Andrew Moss wrote:
> ... an SQLite database hosted on a windows network share (using server
> 2012 R2 or later). We are well aware this is not advisable

There are three possible sources of network filesystem data corruption:

1) Bad locking implementations.  Some Unix-y network filesystems
   products allow to disable locking (in a misguided attempt to increase
   performance), or do not implement locking at all.

   This can happen not only for pure Unix implementations, but also for
   NFS-on-Windows products, and SMB-on-Unix products.  Pure Windows,
   however, is safe from this.  (Please note that most NAS devices are
   not pure Windows.)

2) Bugs.  Older Windows versions have had some bugs, but those were
   fixed, so if you're running the latest updates, you are safe.

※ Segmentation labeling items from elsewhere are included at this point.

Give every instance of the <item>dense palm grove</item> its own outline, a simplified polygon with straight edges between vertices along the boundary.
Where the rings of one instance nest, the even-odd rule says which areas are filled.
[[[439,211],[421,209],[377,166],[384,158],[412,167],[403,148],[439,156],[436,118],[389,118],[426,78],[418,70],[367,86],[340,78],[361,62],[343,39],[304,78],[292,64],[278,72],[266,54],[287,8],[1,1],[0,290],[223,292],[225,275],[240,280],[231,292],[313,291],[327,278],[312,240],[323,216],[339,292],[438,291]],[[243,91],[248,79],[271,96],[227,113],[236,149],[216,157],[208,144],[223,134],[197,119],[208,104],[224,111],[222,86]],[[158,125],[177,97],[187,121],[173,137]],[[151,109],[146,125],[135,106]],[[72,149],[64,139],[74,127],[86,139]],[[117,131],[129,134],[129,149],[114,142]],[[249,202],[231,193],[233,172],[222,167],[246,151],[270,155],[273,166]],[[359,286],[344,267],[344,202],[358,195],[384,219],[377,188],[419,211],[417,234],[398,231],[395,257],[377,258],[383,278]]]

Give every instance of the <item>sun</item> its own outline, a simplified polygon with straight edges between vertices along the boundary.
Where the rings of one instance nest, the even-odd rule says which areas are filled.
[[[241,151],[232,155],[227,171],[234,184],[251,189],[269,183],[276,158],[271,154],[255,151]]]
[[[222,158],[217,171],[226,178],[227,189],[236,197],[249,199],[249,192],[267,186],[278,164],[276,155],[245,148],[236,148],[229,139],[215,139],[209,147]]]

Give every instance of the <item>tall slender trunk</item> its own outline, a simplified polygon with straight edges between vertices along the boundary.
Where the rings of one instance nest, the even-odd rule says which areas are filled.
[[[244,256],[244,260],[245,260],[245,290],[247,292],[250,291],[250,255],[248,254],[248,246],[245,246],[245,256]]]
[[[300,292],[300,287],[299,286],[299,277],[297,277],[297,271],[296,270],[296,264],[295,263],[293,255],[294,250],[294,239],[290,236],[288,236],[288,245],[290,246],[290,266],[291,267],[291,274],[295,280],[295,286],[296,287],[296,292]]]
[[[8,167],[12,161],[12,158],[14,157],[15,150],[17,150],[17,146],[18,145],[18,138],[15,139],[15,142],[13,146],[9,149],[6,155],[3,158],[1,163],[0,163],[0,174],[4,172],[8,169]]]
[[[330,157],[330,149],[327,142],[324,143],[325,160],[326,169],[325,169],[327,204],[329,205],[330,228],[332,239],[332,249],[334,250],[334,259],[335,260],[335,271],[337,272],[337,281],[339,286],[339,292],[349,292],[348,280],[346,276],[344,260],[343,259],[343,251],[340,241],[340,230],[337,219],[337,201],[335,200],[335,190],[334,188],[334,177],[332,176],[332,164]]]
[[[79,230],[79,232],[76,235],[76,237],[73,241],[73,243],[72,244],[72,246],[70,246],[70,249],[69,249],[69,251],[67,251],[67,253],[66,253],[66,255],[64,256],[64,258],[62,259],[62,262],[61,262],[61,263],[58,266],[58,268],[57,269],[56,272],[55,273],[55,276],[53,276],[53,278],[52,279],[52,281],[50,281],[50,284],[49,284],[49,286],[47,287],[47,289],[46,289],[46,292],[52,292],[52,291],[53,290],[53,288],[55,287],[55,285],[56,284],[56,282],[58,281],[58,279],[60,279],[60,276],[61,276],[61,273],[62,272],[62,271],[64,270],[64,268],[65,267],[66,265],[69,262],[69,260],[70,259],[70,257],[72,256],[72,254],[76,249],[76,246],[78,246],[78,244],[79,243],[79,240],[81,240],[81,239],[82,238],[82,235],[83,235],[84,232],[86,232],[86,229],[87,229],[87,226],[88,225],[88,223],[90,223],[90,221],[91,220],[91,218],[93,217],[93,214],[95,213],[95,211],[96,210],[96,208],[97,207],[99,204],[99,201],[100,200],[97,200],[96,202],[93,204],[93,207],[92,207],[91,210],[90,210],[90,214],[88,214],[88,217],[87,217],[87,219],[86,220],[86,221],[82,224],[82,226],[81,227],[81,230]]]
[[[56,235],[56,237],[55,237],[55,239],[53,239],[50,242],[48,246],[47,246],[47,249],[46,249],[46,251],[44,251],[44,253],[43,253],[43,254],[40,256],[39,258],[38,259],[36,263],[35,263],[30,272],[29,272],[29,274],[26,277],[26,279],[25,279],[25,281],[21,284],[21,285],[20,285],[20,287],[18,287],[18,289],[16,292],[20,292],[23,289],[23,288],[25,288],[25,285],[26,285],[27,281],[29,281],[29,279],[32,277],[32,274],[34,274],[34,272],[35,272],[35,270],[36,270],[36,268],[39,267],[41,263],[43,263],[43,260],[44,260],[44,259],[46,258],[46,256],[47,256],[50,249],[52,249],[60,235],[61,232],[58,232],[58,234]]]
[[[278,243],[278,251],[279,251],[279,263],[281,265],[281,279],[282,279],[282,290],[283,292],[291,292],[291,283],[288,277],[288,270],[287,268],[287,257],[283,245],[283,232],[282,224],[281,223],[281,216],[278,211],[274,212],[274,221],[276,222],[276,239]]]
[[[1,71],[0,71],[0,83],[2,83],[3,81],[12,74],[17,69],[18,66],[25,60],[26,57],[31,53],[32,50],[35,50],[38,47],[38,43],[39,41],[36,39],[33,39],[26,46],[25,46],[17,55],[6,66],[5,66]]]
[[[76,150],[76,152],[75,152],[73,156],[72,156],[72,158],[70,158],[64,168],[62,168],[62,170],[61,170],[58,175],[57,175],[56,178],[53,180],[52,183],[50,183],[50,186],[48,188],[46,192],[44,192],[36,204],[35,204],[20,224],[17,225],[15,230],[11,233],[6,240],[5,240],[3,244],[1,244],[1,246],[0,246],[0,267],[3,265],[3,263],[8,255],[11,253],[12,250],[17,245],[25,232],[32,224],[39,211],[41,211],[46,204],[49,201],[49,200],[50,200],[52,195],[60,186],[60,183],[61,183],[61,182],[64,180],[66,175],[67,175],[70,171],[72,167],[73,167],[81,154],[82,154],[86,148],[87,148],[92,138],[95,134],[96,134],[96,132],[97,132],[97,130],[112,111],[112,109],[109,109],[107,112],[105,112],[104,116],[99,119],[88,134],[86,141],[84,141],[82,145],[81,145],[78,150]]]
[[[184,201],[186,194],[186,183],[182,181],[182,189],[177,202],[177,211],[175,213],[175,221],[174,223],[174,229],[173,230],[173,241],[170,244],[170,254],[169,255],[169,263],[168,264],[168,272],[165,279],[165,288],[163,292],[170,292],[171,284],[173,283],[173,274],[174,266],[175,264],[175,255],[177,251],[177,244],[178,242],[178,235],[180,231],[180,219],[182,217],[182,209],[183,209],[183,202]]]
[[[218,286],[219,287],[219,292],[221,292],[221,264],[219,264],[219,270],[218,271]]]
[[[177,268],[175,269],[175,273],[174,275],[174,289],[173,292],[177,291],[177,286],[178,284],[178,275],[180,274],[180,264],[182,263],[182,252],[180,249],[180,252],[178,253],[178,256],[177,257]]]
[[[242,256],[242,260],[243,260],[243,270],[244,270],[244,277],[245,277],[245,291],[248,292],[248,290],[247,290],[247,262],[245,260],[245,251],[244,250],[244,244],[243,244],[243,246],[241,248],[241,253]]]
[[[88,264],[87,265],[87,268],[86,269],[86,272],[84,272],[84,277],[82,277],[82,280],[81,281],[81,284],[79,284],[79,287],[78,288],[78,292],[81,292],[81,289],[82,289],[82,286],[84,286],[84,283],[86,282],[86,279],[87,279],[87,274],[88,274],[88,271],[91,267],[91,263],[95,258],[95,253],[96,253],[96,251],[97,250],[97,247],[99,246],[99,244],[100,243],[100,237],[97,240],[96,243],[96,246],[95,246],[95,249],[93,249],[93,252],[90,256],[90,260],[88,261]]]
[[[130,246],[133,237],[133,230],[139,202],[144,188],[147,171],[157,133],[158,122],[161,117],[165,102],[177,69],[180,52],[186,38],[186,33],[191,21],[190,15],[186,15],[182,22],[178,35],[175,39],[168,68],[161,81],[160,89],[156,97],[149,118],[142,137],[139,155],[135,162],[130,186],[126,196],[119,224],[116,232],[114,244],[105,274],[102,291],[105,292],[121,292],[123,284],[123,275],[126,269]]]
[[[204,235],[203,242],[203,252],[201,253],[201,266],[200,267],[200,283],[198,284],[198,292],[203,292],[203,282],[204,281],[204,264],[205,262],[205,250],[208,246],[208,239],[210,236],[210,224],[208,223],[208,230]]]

3) Intermittent network faults.  Windows can use oplocks (opportunistic
   locks), where the server allows the clients to cache changed data
   locally, even after the lock has been released, and asks for that
   data only when some other client want to read it.  This breaks if
   a network fault prevents the client from sending the changed data to
   the server, and, after a timeout, the server assumes that the client
   has crashed.  In that case, the data could be inconsistent because
   other changed data did make it, or because the changed data will be
   sent to the server too late (when the network works again).

   TCP/IP is more robust than the NetBEUI/NBF protocol uses by older
   Windows versions, so this problem should be much less likely nowadays.

   Oplocks will not bring a performance improvement if changed data is
   likely to be read by other clients anyway.  So in this case, you
   might want to disable them:
   
https://support.microsoft.com/en-us/help/296264/configuring-opportunistic-locking-in-windows

> My question is, if we limit the application (through other means) to a
> single writer, but allow multiple readers, does that remove the risk of
> database corruption from multiple SQLite processes?

Locks are also used to coordinate between readers and writers, so this
does not actually reduce the risk by much.

> Any notes from other users who had to do something similar in the past?

We have one customer with network-shared SQLite DBs on Windows.  There
are no known problems, but there is very little actual concurrency.